Arguably they were in fact trying to pitch around Arraez tho not necessarily walk him. The first two pitches were not very hittable, and on the fatal slider, Zavala indicated with his glove before the pitch that he wanted it down below the zone if not in the dirt.

But otherwise: I agree. No better way to try and finish a no-no than to go through the toughest guy in the league to prevent from getting a hit.


What a cool guy Cease is along with such talent.
In the moment I was hoping to pitch around Arraez but in hindsight loved trying to beat him. Throw your fastball for a strike but under no circumstance however can you allow anything off speed there to be hittable.


I appreciate the decision to go after Arraez because it was the correct baseball play too. You obviously go after any hitter up 13 runs.

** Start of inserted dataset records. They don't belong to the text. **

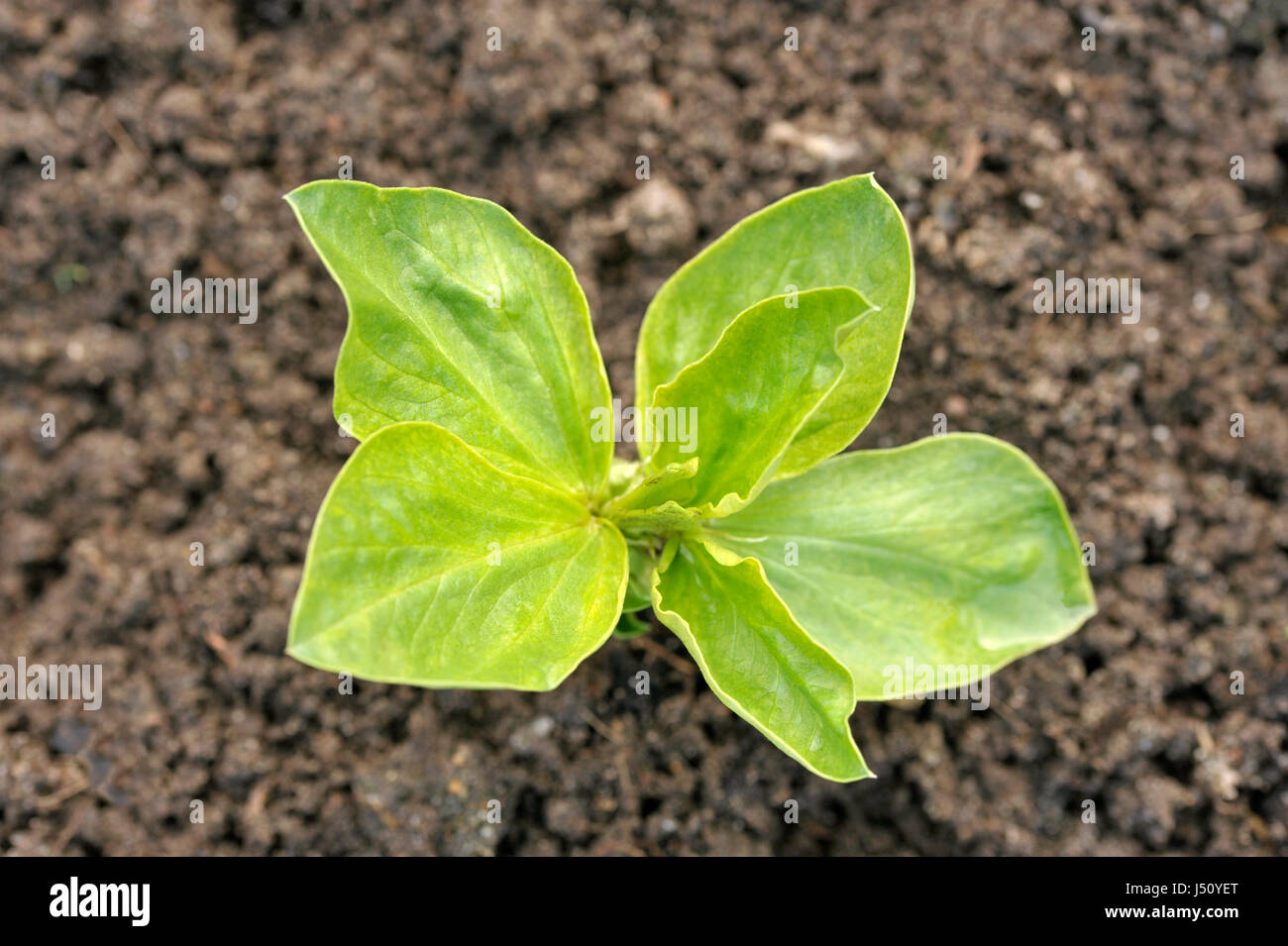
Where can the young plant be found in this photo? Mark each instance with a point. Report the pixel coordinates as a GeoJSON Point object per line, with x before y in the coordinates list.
{"type": "Point", "coordinates": [484, 536]}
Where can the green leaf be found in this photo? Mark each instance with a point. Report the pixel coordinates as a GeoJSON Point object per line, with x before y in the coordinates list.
{"type": "Point", "coordinates": [746, 399]}
{"type": "Point", "coordinates": [638, 584]}
{"type": "Point", "coordinates": [430, 567]}
{"type": "Point", "coordinates": [953, 551]}
{"type": "Point", "coordinates": [756, 658]}
{"type": "Point", "coordinates": [845, 233]}
{"type": "Point", "coordinates": [460, 317]}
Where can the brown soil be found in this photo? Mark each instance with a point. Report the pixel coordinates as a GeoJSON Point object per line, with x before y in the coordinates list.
{"type": "Point", "coordinates": [175, 429]}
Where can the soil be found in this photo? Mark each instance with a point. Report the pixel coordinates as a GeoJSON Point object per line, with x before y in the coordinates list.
{"type": "Point", "coordinates": [180, 429]}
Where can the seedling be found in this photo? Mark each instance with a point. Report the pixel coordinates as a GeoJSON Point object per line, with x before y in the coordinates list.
{"type": "Point", "coordinates": [484, 536]}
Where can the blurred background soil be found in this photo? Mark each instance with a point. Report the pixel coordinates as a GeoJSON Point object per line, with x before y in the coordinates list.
{"type": "Point", "coordinates": [179, 429]}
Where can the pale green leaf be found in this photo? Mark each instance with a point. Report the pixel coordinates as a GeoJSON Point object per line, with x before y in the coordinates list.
{"type": "Point", "coordinates": [845, 233]}
{"type": "Point", "coordinates": [428, 566]}
{"type": "Point", "coordinates": [746, 399]}
{"type": "Point", "coordinates": [460, 317]}
{"type": "Point", "coordinates": [756, 658]}
{"type": "Point", "coordinates": [952, 553]}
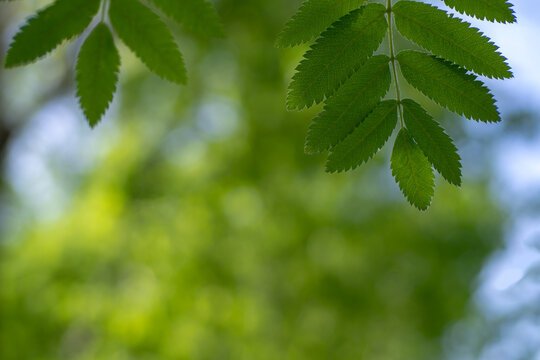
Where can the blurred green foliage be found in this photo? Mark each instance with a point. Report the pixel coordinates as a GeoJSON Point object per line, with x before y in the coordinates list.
{"type": "Point", "coordinates": [206, 233]}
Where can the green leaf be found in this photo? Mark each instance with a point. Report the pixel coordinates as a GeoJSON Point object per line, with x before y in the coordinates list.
{"type": "Point", "coordinates": [366, 139]}
{"type": "Point", "coordinates": [313, 18]}
{"type": "Point", "coordinates": [412, 171]}
{"type": "Point", "coordinates": [450, 38]}
{"type": "Point", "coordinates": [148, 37]}
{"type": "Point", "coordinates": [97, 73]}
{"type": "Point", "coordinates": [434, 142]}
{"type": "Point", "coordinates": [448, 85]}
{"type": "Point", "coordinates": [492, 10]}
{"type": "Point", "coordinates": [197, 16]}
{"type": "Point", "coordinates": [336, 55]}
{"type": "Point", "coordinates": [63, 20]}
{"type": "Point", "coordinates": [350, 105]}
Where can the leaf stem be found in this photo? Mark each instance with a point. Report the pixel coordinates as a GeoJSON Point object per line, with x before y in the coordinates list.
{"type": "Point", "coordinates": [393, 58]}
{"type": "Point", "coordinates": [103, 10]}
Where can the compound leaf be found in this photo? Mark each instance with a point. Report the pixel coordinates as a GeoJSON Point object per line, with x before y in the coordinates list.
{"type": "Point", "coordinates": [434, 142]}
{"type": "Point", "coordinates": [336, 55]}
{"type": "Point", "coordinates": [450, 38]}
{"type": "Point", "coordinates": [448, 85]}
{"type": "Point", "coordinates": [62, 20]}
{"type": "Point", "coordinates": [149, 38]}
{"type": "Point", "coordinates": [350, 105]}
{"type": "Point", "coordinates": [366, 140]}
{"type": "Point", "coordinates": [97, 73]}
{"type": "Point", "coordinates": [492, 10]}
{"type": "Point", "coordinates": [313, 18]}
{"type": "Point", "coordinates": [197, 16]}
{"type": "Point", "coordinates": [412, 171]}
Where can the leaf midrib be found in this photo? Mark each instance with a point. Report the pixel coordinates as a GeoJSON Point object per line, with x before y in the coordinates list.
{"type": "Point", "coordinates": [449, 40]}
{"type": "Point", "coordinates": [432, 140]}
{"type": "Point", "coordinates": [448, 85]}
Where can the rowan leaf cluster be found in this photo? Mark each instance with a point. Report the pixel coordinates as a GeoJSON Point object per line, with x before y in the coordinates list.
{"type": "Point", "coordinates": [346, 70]}
{"type": "Point", "coordinates": [139, 25]}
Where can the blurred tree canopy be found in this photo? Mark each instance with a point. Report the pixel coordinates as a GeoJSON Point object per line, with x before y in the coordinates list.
{"type": "Point", "coordinates": [204, 232]}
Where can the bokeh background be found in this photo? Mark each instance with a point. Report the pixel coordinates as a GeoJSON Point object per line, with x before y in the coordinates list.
{"type": "Point", "coordinates": [190, 225]}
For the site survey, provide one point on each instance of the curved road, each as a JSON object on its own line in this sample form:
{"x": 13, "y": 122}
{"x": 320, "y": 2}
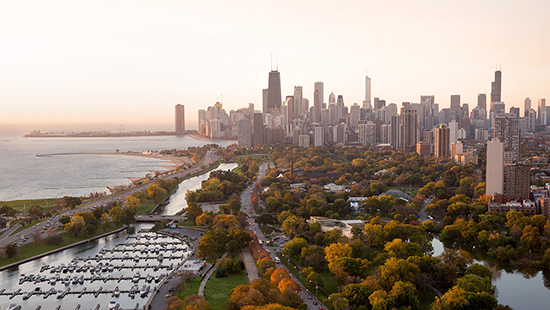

It appears the Sox got the best that Dallas Keuchel had to offer this year. Texas just designated him after 2 starts where he gave up 7 runs in each.

2022 ERA
Chicago: 7.88
Arizona: 9.64
Texas: 12.60

Dallas, perhaps the problem was you.



“I felt I pitched a whole lot better than the line read,” Keuchel said after Friday’s game.

Sounds familiar.


Needs to find an organization that has a knuckleball capable instructor. He has perfect demeanor for Knuckler. Why not?

Is this the gamethread?


Hell yeah, let it ride. You’re the best, if they beat you, tip your cap.

Made me think of football, when teams start playing clock instead of scoring more… then allow a rally anyways.

Cease had beaten him all night. No need to change.

Last edited 1 year ago by StockroomSnail

God Jim, this is a great piece of writing. You found nobility and honor in Cease not being able to finish the no hitter.

I guess the whole idea of professional sports is to watch the best compete against the best. We can’t come close to hitting Cease or striking Arraez out, but having a rooting interest in that matchup in that time is what makes us fans. If Cease pitched around him, the true value of the thing decreases in some way. You nailed the intricacies of what true competition is, and while he didn’t achieve the no hitter, Cease can have pride that he didn’t go around or back down


It was agate type in some record book or blog list against something that some people will really remember about you. Want the guy that makes this choice.


One of the reasons I prefer regular-season baseball to the postseason version is that the individual games don’t matter as much, so players are given more of a chance to compete. I can appreciate the weight of managerial decisions in October, but I don’t like that they often overshadow the act of a hitter beating a pitcher or vice versa.”

Don’t usually like regular season games better than playoffs because I do love to the better teams with added pressure, but do love all the “nuances” of each decision that goes into each pitch and swing or take (or whatever).